Documentação evita dupla cobrança
Guarde contratos, arquitetura funcional, notas e segregação. Se estado cobra ICMS sobre licença abrangida pelas ADIs, descreva operação e modulação. Não use decisão de software para toda receita digital.
Advogado tributário pode revisar contratos com produto e contador, sem prometer alíquota mínima.
A transição exige calendário
A LC 214/2025, já compilada com alterações de 2026, instituiu IBS e CBS e fixou para fatos geradores de 2026 alíquotas de 0,1% e 0,9%, respectivamente, dentro da transição legal. Isso não extinguiu de imediato o ISS: o cronograma constitucional mantém convivência de tributos antes da substituição completa. A empresa deve cumprir documentos e regras vigentes sem chamar 2026 de ensaio sem efeitos jurídicos.
Mapeie produtos, itens municipais e operações alcançadas por IBS/CBS. Atualize sistemas conforme LC 214 e atos oficiais, separando períodos e evitando somar alíquotas sem considerar mecanismos legais da transição.
Exemplos de classificação sem rótulos artificiais
Uma plataforma concede acesso a software de gestão e inclui armazenamento indispensável: o contrato pode revelar prestação integrada, embora a nota precise usar item compatível com a lei municipal. Outra empresa vende servidor físico e presta implantação separada; a mercadoria não desaparece apenas porque há software embarcado. Serviço de streaming por assinatura deve ser distinguido de marketplace que apenas aproxima criadores e usuários, de publicidade e de venda definitiva de arquivo. Em importação de SaaS, examine tomador, local, retenções e regras específicas, sem aplicar automaticamente a solução doméstica. Para definir estabelecimento prestador, documente onde decisões, equipe e meios estão organizados; caixa postal não sustenta deslocamento. Revise contratos, catálogo e NFS-e juntos, pois marketing pode chamar tudo de licença enquanto a entrega técnica mostra várias obrigações. Se mudar classificação, planeje transição e retificações, evitando notas retroativas sem suporte.

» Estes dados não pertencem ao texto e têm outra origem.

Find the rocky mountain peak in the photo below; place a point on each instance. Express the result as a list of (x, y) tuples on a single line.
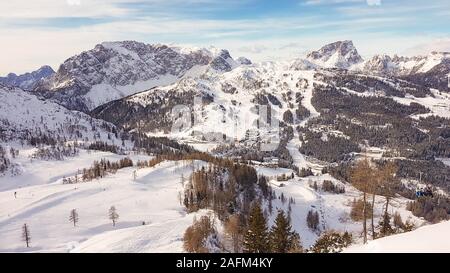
[(340, 54)]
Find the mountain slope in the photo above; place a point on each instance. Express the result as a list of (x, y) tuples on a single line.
[(24, 115), (113, 70), (29, 80), (432, 238), (341, 54)]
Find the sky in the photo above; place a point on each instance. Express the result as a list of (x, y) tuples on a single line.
[(38, 32)]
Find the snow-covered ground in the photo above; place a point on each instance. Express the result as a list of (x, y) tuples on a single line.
[(334, 209), (430, 238), (152, 198)]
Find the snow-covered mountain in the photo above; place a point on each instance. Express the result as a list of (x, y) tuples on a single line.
[(386, 108), (340, 54), (429, 239), (24, 115), (28, 80), (113, 70)]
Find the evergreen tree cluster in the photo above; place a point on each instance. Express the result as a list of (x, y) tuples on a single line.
[(280, 239), (313, 220), (57, 152), (331, 242)]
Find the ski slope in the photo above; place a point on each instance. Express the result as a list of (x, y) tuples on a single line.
[(430, 239), (152, 198)]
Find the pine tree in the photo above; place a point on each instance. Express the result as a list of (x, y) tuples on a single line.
[(73, 217), (385, 225), (113, 216), (26, 234), (255, 239), (362, 177)]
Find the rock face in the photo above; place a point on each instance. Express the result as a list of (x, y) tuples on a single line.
[(341, 54), (113, 70), (28, 80)]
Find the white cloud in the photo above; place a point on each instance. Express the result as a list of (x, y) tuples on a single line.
[(373, 2)]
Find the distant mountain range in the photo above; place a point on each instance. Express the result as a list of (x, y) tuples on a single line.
[(29, 80)]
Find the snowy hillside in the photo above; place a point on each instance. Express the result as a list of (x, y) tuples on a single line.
[(153, 198), (429, 239), (24, 115), (113, 70)]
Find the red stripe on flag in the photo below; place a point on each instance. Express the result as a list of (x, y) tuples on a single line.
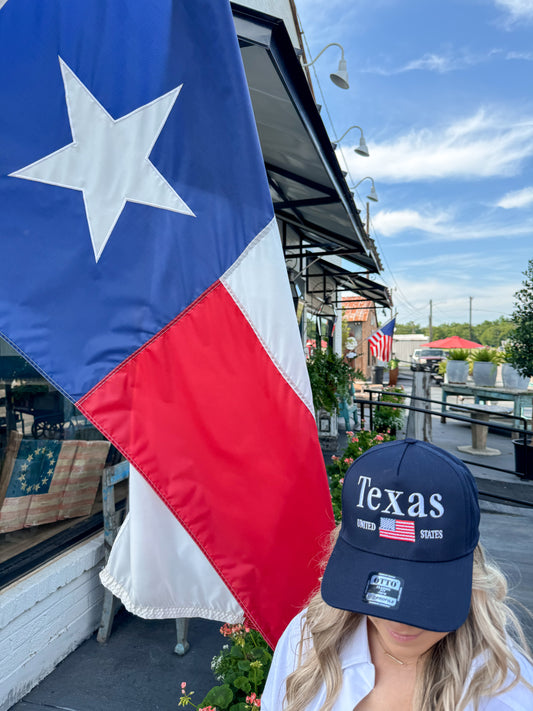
[(206, 417)]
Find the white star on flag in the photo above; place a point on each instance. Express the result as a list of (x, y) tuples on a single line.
[(108, 159)]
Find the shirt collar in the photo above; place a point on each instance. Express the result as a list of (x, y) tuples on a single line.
[(355, 649)]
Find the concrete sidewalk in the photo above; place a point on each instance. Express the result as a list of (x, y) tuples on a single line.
[(138, 671)]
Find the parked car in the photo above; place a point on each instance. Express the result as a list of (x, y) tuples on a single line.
[(427, 359)]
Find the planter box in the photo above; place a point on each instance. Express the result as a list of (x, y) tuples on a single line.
[(512, 379), (523, 456), (484, 373), (327, 424), (457, 371)]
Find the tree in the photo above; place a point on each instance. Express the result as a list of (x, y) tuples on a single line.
[(409, 327), (520, 348), (492, 333)]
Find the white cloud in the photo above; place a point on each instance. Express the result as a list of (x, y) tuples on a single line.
[(526, 56), (479, 146), (433, 62), (517, 198), (451, 299), (391, 222), (435, 225), (518, 10)]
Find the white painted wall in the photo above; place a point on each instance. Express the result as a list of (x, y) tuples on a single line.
[(46, 615)]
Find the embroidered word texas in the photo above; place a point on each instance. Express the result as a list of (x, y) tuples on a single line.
[(372, 496)]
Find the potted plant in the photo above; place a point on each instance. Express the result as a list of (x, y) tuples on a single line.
[(485, 366), (511, 377), (457, 366), (389, 419), (330, 379), (519, 353)]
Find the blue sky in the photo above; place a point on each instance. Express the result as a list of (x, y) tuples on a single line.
[(444, 94)]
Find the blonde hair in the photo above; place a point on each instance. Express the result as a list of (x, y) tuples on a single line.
[(490, 626)]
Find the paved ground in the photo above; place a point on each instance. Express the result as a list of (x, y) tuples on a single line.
[(138, 671)]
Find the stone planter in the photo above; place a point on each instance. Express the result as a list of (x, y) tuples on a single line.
[(457, 371), (484, 373), (512, 379), (523, 458)]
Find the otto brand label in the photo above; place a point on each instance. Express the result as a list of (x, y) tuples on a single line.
[(396, 502), (383, 590), (367, 525)]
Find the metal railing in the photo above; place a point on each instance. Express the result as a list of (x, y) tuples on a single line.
[(444, 413)]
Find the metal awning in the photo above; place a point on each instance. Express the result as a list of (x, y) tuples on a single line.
[(312, 201), (325, 279)]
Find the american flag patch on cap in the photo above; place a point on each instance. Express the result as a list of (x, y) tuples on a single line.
[(398, 530)]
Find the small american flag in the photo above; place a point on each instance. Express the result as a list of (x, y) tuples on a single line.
[(398, 530), (45, 481), (381, 341)]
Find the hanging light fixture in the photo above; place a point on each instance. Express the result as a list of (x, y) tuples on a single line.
[(372, 195), (362, 149), (340, 77)]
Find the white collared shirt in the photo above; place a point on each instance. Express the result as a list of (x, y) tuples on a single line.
[(359, 676)]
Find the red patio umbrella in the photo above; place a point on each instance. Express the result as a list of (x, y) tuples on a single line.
[(453, 342)]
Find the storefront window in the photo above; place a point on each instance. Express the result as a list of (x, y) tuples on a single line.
[(51, 464)]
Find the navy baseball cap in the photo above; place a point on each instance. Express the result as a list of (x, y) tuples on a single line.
[(410, 524)]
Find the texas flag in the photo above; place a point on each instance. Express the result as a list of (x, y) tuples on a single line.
[(143, 276)]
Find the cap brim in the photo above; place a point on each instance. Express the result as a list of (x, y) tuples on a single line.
[(434, 596)]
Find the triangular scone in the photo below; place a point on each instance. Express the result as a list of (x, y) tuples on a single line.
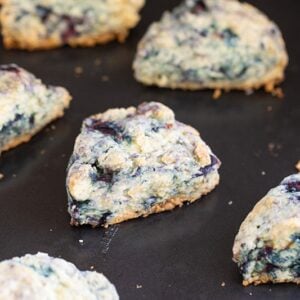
[(26, 105), (39, 276), (134, 162), (267, 247), (217, 44), (46, 24)]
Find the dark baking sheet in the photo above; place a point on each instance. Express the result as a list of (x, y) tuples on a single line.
[(184, 254)]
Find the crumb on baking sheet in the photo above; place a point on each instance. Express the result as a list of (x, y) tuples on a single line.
[(78, 71)]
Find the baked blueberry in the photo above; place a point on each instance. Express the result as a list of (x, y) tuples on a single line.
[(40, 24), (27, 105), (267, 247), (217, 44)]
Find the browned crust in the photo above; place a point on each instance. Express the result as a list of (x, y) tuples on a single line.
[(212, 181), (27, 136), (265, 278)]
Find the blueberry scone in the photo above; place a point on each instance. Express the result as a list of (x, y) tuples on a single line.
[(45, 24), (267, 247), (36, 277), (26, 105), (134, 162), (217, 44)]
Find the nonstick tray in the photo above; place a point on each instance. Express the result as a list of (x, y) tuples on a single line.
[(183, 254)]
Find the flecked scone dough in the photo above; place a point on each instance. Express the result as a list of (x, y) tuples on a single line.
[(26, 105), (45, 24), (267, 247), (134, 162), (36, 277), (217, 44)]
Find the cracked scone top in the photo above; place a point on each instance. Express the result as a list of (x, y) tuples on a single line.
[(267, 247), (26, 105), (136, 161), (36, 277), (45, 24), (218, 44)]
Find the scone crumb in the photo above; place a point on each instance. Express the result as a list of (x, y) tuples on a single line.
[(217, 94), (278, 93), (97, 62)]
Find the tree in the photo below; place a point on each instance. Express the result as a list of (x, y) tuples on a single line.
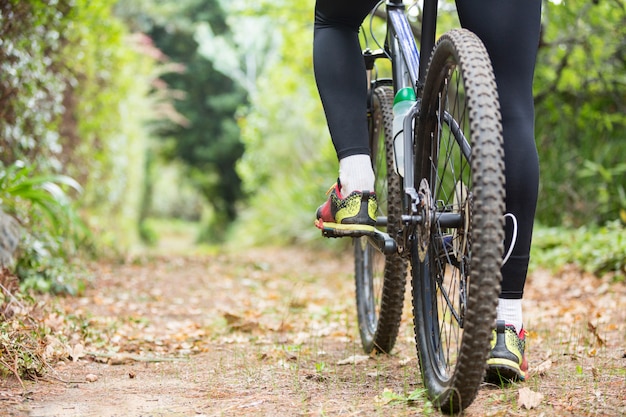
[(208, 142)]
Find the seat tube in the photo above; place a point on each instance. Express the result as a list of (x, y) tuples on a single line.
[(429, 27)]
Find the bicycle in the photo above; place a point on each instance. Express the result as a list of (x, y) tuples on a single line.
[(445, 216)]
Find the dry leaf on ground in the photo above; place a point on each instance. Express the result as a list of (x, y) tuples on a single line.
[(529, 399)]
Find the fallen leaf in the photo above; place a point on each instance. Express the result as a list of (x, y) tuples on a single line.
[(76, 352), (529, 399), (91, 377), (594, 330), (543, 367), (354, 359)]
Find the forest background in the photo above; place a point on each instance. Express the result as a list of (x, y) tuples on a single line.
[(119, 117)]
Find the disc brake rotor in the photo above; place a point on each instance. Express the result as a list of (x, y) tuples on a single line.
[(461, 206), (423, 228)]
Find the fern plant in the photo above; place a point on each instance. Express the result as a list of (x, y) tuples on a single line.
[(49, 227)]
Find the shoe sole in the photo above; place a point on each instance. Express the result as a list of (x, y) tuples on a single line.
[(342, 229), (504, 370)]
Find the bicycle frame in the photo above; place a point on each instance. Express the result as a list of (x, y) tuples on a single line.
[(410, 71)]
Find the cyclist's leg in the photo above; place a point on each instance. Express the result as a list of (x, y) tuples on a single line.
[(340, 76), (510, 31)]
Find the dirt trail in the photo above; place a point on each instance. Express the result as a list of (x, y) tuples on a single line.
[(272, 332)]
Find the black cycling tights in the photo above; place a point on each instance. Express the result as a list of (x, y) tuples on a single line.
[(510, 31)]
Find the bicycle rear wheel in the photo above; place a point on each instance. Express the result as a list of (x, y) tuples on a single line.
[(380, 280), (456, 261)]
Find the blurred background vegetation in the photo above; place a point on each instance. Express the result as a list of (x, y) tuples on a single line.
[(115, 114)]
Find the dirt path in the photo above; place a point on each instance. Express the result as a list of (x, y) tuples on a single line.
[(272, 332)]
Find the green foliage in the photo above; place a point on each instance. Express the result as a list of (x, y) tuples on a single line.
[(289, 161), (73, 106), (107, 108), (595, 249), (31, 91), (51, 228), (207, 138), (580, 90)]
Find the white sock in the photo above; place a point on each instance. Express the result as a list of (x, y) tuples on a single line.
[(356, 174), (511, 312)]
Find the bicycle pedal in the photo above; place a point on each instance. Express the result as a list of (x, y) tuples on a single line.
[(380, 240)]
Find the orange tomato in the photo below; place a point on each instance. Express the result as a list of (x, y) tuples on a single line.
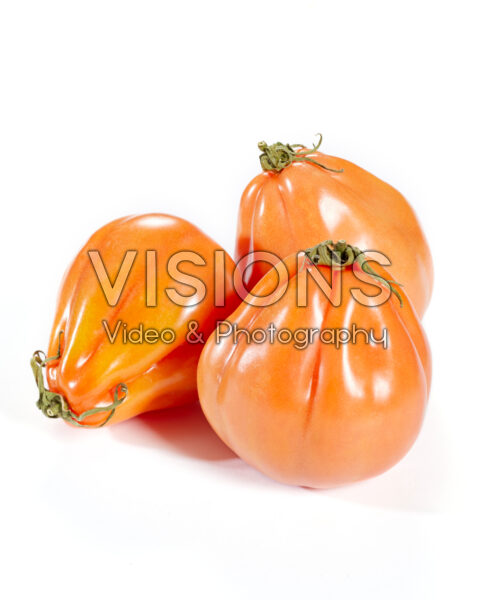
[(294, 202), (328, 413), (92, 379)]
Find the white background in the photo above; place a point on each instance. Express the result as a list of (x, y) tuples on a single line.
[(113, 108)]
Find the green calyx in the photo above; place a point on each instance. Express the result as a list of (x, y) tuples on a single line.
[(54, 405), (342, 255), (278, 156)]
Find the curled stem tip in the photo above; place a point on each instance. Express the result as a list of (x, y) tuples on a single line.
[(54, 405), (342, 255), (278, 156)]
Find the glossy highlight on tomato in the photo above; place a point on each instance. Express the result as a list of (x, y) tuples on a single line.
[(321, 416), (303, 196), (87, 371)]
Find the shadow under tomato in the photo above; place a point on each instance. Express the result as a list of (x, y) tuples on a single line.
[(184, 429)]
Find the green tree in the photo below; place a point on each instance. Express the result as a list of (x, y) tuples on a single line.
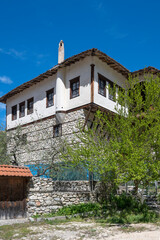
[(125, 145), (3, 146)]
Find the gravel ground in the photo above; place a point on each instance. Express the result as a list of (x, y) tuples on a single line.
[(13, 221), (82, 231)]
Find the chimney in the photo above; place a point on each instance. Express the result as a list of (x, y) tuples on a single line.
[(61, 52)]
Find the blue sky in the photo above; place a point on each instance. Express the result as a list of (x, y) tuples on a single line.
[(126, 30)]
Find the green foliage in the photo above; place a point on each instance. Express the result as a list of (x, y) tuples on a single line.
[(4, 159), (79, 208), (123, 209)]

Retenções, exportação e importação de serviços
Além do item, a empresa deve conferir retenção pelo tomador nas hipóteses legais, cadastro municipal e regras de importação ou exportação. Serviço prestado a cliente estrangeiro não é automaticamente exportação para fins de ISS: o resultado e demais requisitos exigem análise factual e da jurisprudência. Serviço vindo do exterior pode gerar ISS-importação e outras incidências, conforme operação. Contratos em moeda estrangeira, meios de pagamento e localização do uso ajudam a reconstruir o fato. Não use endereço IP isolado para definir resultado. Se plataforma vende a consumidores de várias cidades, mantenha documentação do estabelecimento e acompanhe mudanças nacionais de emissão. A revisão precisa envolver fiscal, produto e jurídico para que descrição técnica, comercial e tributária não se contradigam.